Él también se va haciendo gris, confundiéndose con aquellas paredes. Odia aquel lugar lleno de dolor del que casi nadie se acuerda.
Acude a personas de la ciudad que se apiadan de la situación de los presos y le dan medicinas que hace llegar a los más enfermos. Todos están solos y todos están enfermos.
Algunos presos le piden ayuda para poder escribir a su familia. Pide en las librerías papel, sobres y lápices o los compraba con su escasa paga. Cuando le entregan la carta algunos besan el papel. ¿Cuántas de esas cartas serán de despedida? Guarda la carta entre sus ropas y, de camino a casa, va a correos pone el sello –que casi siempre paga él- y la deposita en el buzón.
La guerra termina. Pasan los años peores y llegan los años malos.
En los años peores muchos presos desaparecen en las sombras del amanecer, otros mueren en las celdas y algunos salen de allí para ir a otro infierno, el de los trabajos forzados.
En 1940 –en los años peores- llega un preso que pide un cuaderno y un lápiz. No se lo darán así que esa tarde me acerco a la papelería de la calle Mayor y pido si me pueden dar un cuaderno. Digo que ha llegado un preso que quiere un cuaderno y un lápiz. Les extraña que no pida hojas y sobres para que los presos escriban cartas pero me dan un cuaderno con muchísimas hojas y dos lapiceros. Al día siguiente se lo llevo. Su cara se ilumina cuando lo ve. Me sonríe y me da las gracias.

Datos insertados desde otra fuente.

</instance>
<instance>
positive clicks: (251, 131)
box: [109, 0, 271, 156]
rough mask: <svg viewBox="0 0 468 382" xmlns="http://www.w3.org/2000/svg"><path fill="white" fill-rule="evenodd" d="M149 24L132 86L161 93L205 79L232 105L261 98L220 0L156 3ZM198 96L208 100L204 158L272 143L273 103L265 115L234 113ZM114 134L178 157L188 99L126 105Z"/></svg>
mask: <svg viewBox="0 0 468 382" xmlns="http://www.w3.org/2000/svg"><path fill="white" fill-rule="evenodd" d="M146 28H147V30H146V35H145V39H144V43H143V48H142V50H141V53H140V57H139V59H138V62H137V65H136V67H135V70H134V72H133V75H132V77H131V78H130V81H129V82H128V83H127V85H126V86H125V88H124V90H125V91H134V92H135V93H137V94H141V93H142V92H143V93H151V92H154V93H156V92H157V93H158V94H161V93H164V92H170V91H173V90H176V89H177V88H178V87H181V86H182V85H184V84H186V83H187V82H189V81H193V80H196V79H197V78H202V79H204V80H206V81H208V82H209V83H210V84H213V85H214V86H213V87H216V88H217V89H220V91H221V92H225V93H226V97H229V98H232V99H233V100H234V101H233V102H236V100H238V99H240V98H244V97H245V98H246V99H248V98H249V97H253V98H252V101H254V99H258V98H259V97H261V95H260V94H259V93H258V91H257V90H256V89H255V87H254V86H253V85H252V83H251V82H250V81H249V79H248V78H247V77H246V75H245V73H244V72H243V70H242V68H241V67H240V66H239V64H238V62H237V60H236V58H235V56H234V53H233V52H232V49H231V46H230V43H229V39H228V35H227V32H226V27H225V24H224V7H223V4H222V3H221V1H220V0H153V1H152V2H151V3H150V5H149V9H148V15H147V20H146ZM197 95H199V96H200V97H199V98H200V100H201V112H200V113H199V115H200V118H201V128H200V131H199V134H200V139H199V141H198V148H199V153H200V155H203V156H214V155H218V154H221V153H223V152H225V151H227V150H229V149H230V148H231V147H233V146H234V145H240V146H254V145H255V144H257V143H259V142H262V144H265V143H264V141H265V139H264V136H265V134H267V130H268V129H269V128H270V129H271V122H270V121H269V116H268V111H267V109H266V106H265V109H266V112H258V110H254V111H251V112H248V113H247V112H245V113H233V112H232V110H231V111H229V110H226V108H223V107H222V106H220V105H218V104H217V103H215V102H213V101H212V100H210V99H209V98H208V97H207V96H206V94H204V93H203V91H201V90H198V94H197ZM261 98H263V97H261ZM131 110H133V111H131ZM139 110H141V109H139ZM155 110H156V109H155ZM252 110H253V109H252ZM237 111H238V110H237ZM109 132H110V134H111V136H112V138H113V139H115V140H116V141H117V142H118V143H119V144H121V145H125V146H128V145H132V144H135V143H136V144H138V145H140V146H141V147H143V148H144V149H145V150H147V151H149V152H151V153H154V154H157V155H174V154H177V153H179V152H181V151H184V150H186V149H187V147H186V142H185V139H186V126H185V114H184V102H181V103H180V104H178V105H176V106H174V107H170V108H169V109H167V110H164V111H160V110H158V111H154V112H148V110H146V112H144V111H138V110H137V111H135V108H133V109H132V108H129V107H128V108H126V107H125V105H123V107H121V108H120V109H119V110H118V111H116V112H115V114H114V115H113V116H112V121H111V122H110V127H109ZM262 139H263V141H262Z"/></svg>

En los dos meses que ese hombre está preso allí, hasta que lo trasladan a otra cárcel, siempre escribe. Le llevo más cuadernos.
El día que se marcha me da la mano y dentro un papel doblado en varias partes. Me da las gracias. Cuando estoy solo y lo abro leo las pocas líneas escritas.
En casa lo guarda en el cajón de su ropa de donde algunas noches lo sacará y la leerá.
Pasan los años peores y con la llegada de los años malos llegan presos nuevos: comunistas, socialistas, anarquista, sindicalistas y hasta curas. Siguen las palizas, las torturas el hambre y el frío. Pero ya no sacan a los presos de las celdas al anochecer ni se escuchan los tiros en la tapia al amanecer.
Jamás supo algo del paradero de su tío.
Forma su familia y sigue viviendo en la casa baja con huerta en la que vivió con sus padres desde que llegaron del pueblo. Su familia compensa la visión de tanto horror y de tanto sufrimiento con los que convive cada día. Gracias a ellos su vida no se seca como un sarmiento.
Pasan muchos años hasta que vuelve la luz. Ya no llegan presos políticos. Llegan otros presos: ladrones, estafadores, asesinos que viven la prisión con dignidad, como tantas veces le dijo su tío. Le recuerda a cómo era la prisión cuando llegó a aquel trabajo hace ya tanto tiempo.
Cada día de todos esos años piensa en buscar otro trabajo y cada día desiste haciéndose la ilusión de que con un trozo de papel y un lápiz hace algo más llevadera la vida de los presos.
Cada día de todos esos años piensa –y desea- que llegue el día de la jubilación.
Cada día de todos esos años piensa –y se promete- que cuando llegue la jubilación se sentará en la trasera de su casa con su hermoso huerto y sus árboles frutales y nunca más saldrá de allí.
Cuando se lo dijo a su mujer y ella se río ¿Cómo te vas a pasar el resto de tu vida sentado en el huerto y sin salir de casa?
Es el último día de trabajo. Han pasado cuarenta y ocho años desde que cruzó la puerta de la cárcel por primera vez.
Se despide uno por uno de todos sus compañeros. Quedan pocos de su generación, aquellos que llegaron sabiendo leer y escribir malamente. Ahora casi todos los funcionarios son jóvenes con formación universitaria y con ilusión de ascender en el escalafón. Buenos chicos y respetuosos con los veteranos.
El guardia civil de servicio abre la pesada y ruidosa verja. Se saludan, como cada día, llevando sus dedos a la frente a modo de saludo militar. Sale.
Cruza la calzada y se para a echar una última mirada al imponente edificio de ladrillo, recién rehabilitado, donde ha pasado tantos años de su vida. Se queda un rato parado. Por su cabeza pasan las imágenes de tantos hombres que sufrieron y murieron en aquella cárcel. Se da la vuelta y, con los ojos llenos de lágrimas, comienza lentamente el último camino a casa.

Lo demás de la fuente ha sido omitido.